Backend Reliability Systems

Backend engineering deep dives focused on design quality and correctness under failure.

Cricket Net Booking System

>A production-focused booking platform for correct reservations under concurrent traffic.
>Built to prevent double bookings, duplicate payments, and incorrect states.

>Spring Boot service with PostgreSQL as source of truth and Redis for performance acceleration.
>Layered backend: HTTP controllers -> security/rate-limit layer -> domain services -> persistence.
>External boundaries include payment gateway callbacks, SMTP, and SMS notification provider integrations.
>Hosted in Docker containers behind Nginx reverse proxy.

>Transaction boundaries protect booking create/update operations from partial writes.
>Idempotency keys ensure repeated create/payment callbacks return the same result.
>Distributed locking and deterministic DB lock ordering protect concurrent slot writes.
>PostgreSQL overlap exclusion constraints act as final conflict safety net under race pressure.

>Public payment callbacks are verified through HMAC signature checks, CIDR allowlist validation, and timestamp freshness checks.
>Replay defense uses Redis dedupe keys to safely ignore repeated callback payloads.
>Rate limiting is layered: global sharded limiter, DoS threshold limiter, and endpoint-level policies with Retry-After signaling.
>Refresh-session design uses rotation and replay-aware revocation to reduce token hijack risk.

>If Redis fails, the system enters degraded mode where performance drops but correctness remains DB-protected.
>Fail-open cache handling preserves availability on cache errors while critical keyspaces remain fail-closed.
>If payment confirmation is retried, system returns existing booking instead of duplicating.
>If any validation step fails, transaction rollback keeps state consistent.

>Read path is cache-first with Redis primary and fallback behavior during backend instability.
>Write path performs after-commit invalidation so cache is never updated before durable state change.
>Scoped version-token invalidation (broad/net/date/net+date) avoids stale cross-node availability views.

>Swagger UI: https://api.rumalg.me/swagger-ui/index.html
>Actuator health endpoint: https://api.rumalg.me/actuator/health
>Current health signals include DB UP, Redis UP, rate-limit status UP, and circuit breaker state visibility.

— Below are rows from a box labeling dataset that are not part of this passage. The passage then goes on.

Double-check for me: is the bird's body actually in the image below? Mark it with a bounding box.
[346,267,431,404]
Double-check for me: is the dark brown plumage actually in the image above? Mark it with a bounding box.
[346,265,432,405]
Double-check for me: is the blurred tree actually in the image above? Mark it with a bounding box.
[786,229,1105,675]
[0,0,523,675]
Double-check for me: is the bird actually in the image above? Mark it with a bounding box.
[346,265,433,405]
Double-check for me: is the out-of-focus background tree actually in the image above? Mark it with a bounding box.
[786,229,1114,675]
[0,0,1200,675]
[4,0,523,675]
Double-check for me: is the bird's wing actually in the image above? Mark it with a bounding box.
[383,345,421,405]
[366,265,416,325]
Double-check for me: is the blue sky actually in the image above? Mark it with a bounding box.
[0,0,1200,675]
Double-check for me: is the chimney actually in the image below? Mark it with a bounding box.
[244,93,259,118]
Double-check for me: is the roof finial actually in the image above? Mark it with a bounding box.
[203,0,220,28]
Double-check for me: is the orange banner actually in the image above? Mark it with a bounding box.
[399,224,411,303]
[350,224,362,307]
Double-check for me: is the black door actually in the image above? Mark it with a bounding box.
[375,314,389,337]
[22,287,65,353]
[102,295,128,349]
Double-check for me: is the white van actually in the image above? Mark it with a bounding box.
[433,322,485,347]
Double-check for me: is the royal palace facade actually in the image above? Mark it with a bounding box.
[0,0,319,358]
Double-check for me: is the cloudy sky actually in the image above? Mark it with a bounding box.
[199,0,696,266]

>Correctness first: additional locking and validation add write-path latency under contention.
>Layered defenses increase operational complexity but provide deterministic behavior under retries and concurrency.
>Current hardening priorities include stricter production migration policy and callback configuration validation.

>Async Python runtime with PyroFork/Pyrogram and layered handler -> service -> repository flow.
>MongoDB serves indexed metadata queries while Telegram remains the underlying media storage.
>Redis is used for sessions, cache acceleration, and rate-limiting primitives.
>Hosted in Docker behind Nginx with production runtime monitoring.

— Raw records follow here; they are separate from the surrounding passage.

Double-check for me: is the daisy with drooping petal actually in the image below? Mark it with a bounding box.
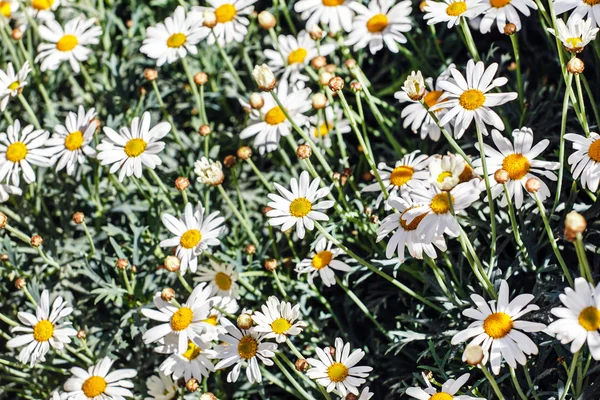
[194,259,240,299]
[377,193,447,263]
[98,111,171,182]
[452,280,546,375]
[346,0,412,54]
[361,150,429,210]
[296,238,350,286]
[394,64,454,142]
[565,132,600,192]
[252,296,308,343]
[160,202,225,275]
[423,0,485,29]
[306,338,373,396]
[192,0,257,45]
[6,290,77,366]
[432,60,517,139]
[142,283,220,354]
[406,374,485,400]
[46,106,98,175]
[64,357,137,400]
[240,81,312,155]
[548,278,600,360]
[294,0,354,34]
[0,61,31,111]
[140,6,210,67]
[267,171,334,239]
[35,16,102,72]
[473,127,560,209]
[0,119,52,187]
[215,318,277,383]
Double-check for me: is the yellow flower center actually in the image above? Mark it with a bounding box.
[265,106,285,125]
[33,319,54,342]
[311,250,333,270]
[577,306,600,331]
[429,192,454,214]
[288,47,306,65]
[238,336,258,360]
[367,14,388,33]
[181,340,202,361]
[179,229,202,249]
[290,197,312,218]
[81,376,107,399]
[458,89,485,111]
[446,1,467,17]
[271,318,292,335]
[215,272,231,290]
[167,33,187,49]
[483,312,513,339]
[56,34,79,52]
[215,4,237,24]
[125,139,146,157]
[502,154,531,181]
[327,363,348,383]
[390,165,415,187]
[65,131,83,151]
[588,139,600,162]
[171,307,194,332]
[6,142,27,162]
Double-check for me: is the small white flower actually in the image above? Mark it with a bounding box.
[252,296,308,343]
[64,357,137,400]
[35,16,102,72]
[6,290,77,366]
[306,338,373,396]
[267,171,334,239]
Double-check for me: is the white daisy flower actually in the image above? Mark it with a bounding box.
[473,127,560,209]
[306,338,373,396]
[394,64,455,142]
[215,318,277,383]
[240,81,312,155]
[402,181,480,243]
[35,16,102,72]
[97,111,171,182]
[428,153,475,190]
[264,31,335,88]
[192,0,257,45]
[144,372,179,400]
[406,374,485,400]
[433,60,517,139]
[452,280,546,375]
[194,259,240,299]
[423,0,485,29]
[377,193,447,263]
[160,202,225,275]
[346,0,412,54]
[479,0,537,33]
[6,290,77,366]
[0,61,31,111]
[142,283,220,354]
[64,357,137,400]
[548,278,600,360]
[295,238,350,287]
[564,132,600,192]
[294,0,354,34]
[140,6,210,67]
[0,119,52,187]
[361,150,429,210]
[252,296,308,343]
[267,171,334,239]
[46,106,98,175]
[548,18,599,54]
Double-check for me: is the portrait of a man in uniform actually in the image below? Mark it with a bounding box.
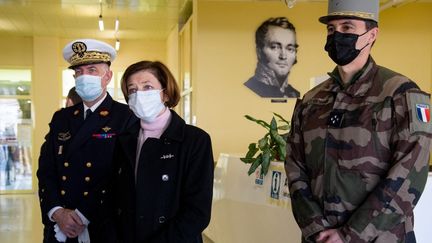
[244,17,300,98]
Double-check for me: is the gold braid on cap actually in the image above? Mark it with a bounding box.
[69,41,111,66]
[70,51,111,66]
[328,11,375,20]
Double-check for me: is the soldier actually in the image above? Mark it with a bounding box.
[285,0,432,243]
[37,39,132,243]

>MongoDB indexing strategy provides fast and deterministic retrieval for large channel datasets.
>User-wise rate limiting to isolate abusive or heavy request patterns.
>Atomic quota reservation with compensating release prevents oversubscription during bulk send operations.
>Global merge/sort before pagination preserves correctness in multi-database search responses.
>Supports multiple MongoDB databases using separate DB URIs for client-specific routing/failover.

>Per-database circuit breaker states (CLOSED/OPEN/HALF_OPEN) isolate failing pools without collapsing all writes.
>FloodWait and transient Telegram RPC failures are handled with adaptive retry scheduling and bounded concurrency.
>Bounded queue + overflow queue + dynamic batch sizing protect indexing pipeline during traffic spikes.
>Broadcast state and maintenance counters are persisted so restarts recover safely.

>Operational endpoints: /health, /metrics, /performance.
>Admin runtime controls include cache/database/performance visibility and broadcast lifecycle actions.
>Maintenance jobs and structured task cleanup reduce long-running runtime drift and orphan background work.

>System chooses metadata indexing over external file storage, reducing storage/legal overhead but requiring robust reference reconstruction.
>Cross-database correctness and failover resilience add implementation complexity compared to single-DB bots.
>Built as a client project with configurable deployment behavior and operational controls.